Analysis: With test, N. Korea threat looks more real
AFP
February 13, 2013 18:07 MYT
February 13, 2013 18:07 MYT
By Shaun Tandon
With a defiant nuclear test, North Korea has shown it poses an increasingly credible threat but some doubt whether even the notoriously bellicose regime would ever use weapons of mass destruction.
North Korea said it had miniaturized a nuclear device -- critical to load a missile's warhead. Experts are assessing whether the test involved uranium, giving Pyongyang a new, easier-to-sustain method alongside its plutonium.
While much remains murky about North Korea's third nuclear test, analysts say North Korea succeeded in detonating a larger device, judging from the magnitude 5.1 seismic impact recorded Tuesday by nearby stations.
Columbia University seismologist Won-Young Kim said that the magnitude translated to a yield of 7.3 kilotons and showed, after lackluster tests in 2006 and 2009, that North Korea's nuclear weapons program "is really working."
Bruce Bennett, a senior defense analyst at the RAND Corporation, also said North Korea made a "pretty significant advance" from previous tests.
The yield would be roughly half that of the US bomb that killed 140,000 people in Hiroshima.
In December, North Korea put into orbit a small satellite on a rocket that fell near the Philippines.
The launch raised the prospect that North Korea, already able to hit US allies South Korea and Japan, could strike the US mainland.
The Institute for Science and International Security, a US think tank, said it would be no surprise if North Korea has miniaturized a nuclear device but doubted Pyongyang was able to deploy a warhead on an intercontinental missile.
But Bennett did not rule out that North Korea had lured a scientist from the former Soviet Union or elsewhere to build warheads.
"And so that raises a much more serious threat, even for the United States, at this stage," he said.
North Korea, famous for its shrill tone, said it carried out the test in self-defense due to US "hostility" and to "demonstrate the might of the Koreans before the US which looks down upon them."
It recently released a video -- incongruously set to Michael Jackson's "We Are The World" -- that appeared to show a missile attack destroying New York.
Still, US policymakers and experts largely agree that the totalitarian regime's main intention is not to start a war but to ensure its own survival and, in the process, extract concessions.
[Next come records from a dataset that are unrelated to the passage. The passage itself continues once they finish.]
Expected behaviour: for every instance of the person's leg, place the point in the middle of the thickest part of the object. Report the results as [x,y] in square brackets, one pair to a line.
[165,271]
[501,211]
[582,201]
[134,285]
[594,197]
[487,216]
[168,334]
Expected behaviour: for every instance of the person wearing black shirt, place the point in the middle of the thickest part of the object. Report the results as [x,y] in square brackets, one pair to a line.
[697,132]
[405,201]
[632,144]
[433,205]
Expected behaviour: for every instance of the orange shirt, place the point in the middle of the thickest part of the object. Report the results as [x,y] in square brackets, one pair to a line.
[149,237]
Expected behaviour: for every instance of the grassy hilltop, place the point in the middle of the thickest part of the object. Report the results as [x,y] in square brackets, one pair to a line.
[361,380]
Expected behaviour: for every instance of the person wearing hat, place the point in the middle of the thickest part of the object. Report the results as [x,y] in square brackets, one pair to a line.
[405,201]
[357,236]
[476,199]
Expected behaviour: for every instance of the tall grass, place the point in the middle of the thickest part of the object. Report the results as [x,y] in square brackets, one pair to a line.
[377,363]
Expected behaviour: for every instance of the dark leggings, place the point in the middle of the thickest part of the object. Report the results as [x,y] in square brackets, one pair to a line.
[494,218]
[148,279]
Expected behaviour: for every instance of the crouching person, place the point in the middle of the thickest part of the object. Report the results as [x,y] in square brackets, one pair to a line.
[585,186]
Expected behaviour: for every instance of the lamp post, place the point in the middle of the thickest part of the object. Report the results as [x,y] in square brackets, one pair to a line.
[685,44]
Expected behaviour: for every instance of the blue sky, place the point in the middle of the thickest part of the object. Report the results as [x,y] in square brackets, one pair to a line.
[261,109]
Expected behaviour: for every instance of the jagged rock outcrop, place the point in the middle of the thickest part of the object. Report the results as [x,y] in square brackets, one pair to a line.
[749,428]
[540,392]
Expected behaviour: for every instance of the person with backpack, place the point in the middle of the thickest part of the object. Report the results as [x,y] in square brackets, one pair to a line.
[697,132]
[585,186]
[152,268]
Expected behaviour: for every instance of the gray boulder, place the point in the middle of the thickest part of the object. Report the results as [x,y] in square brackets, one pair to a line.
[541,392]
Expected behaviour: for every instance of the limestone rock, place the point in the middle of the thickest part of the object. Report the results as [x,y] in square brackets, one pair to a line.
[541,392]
Heather Hurlburt, executive director of the left-leaning National Security Network, said that the latest test showed little new about the North Koreans unless it becomes clear that they switched to uranium.
Hurlburt saw the test in the context of young leader Kim Jong-Un as he navigates his relationship with the powerful military and sets the tone with incoming leaders in key neighbors China and South Korea.
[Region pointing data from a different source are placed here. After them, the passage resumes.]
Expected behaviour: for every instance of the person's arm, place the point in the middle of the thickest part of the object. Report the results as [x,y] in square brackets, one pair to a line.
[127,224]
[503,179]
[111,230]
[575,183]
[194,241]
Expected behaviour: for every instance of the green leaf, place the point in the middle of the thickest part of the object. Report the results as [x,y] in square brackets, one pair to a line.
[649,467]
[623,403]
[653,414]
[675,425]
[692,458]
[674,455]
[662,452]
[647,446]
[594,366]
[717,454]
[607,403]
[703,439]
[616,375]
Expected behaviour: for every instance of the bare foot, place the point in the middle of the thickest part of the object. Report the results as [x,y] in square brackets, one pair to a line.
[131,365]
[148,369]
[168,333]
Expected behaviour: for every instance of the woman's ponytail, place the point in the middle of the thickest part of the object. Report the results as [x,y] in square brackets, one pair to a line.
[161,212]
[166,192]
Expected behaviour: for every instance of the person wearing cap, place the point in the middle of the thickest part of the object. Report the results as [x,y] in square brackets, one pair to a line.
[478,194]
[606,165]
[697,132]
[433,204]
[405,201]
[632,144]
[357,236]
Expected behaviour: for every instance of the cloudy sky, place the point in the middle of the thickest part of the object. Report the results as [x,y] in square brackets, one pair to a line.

"There is an inordinate amount of really problematic rhetoric and occasional provocations toward South Korea, which are not acceptable. But that's dramatically different from the idea that they would do something as clearly suicidal as attack the United States," she said.
Hurlburt said that the United States needed to show solidarity with its allies and ensure consequences for North Korea such as sanctions, but in the long term also consider positive incentives if Pyongyang changes course.
But Nicholas Eberstadt, a scholar at the conservative American Enterprise Institute, suspected that North Korea wanted to turn the tables and gain the capability to deter US actions, rather than the United States holding the deterrent.
"All of the talk about how this is to get the United States and others to the negotiating table, or about signaling, I think really misunderstands what's going on here," Eberstadt said.
"Outsiders seem not to understand what the North Koreans have been trying, sometimes very vividly as if they were talking to stupid children, to impart to us -- which is that they are preparing to fight and win a limited nuclear war in the Korean peninsula."
North Korea thrust itself onto the agenda hours before President Barack Obama delivered his State of the Union address, in which he proposed further cuts in nuclear weapons around the world.
Lawmakers of the rival Republican Party said that North Korea's test showed problems in Obama's approach. Some Republicans have pushed for the United States to redeploy nuclear weapons to South Korea, which were withdrawn in 1991.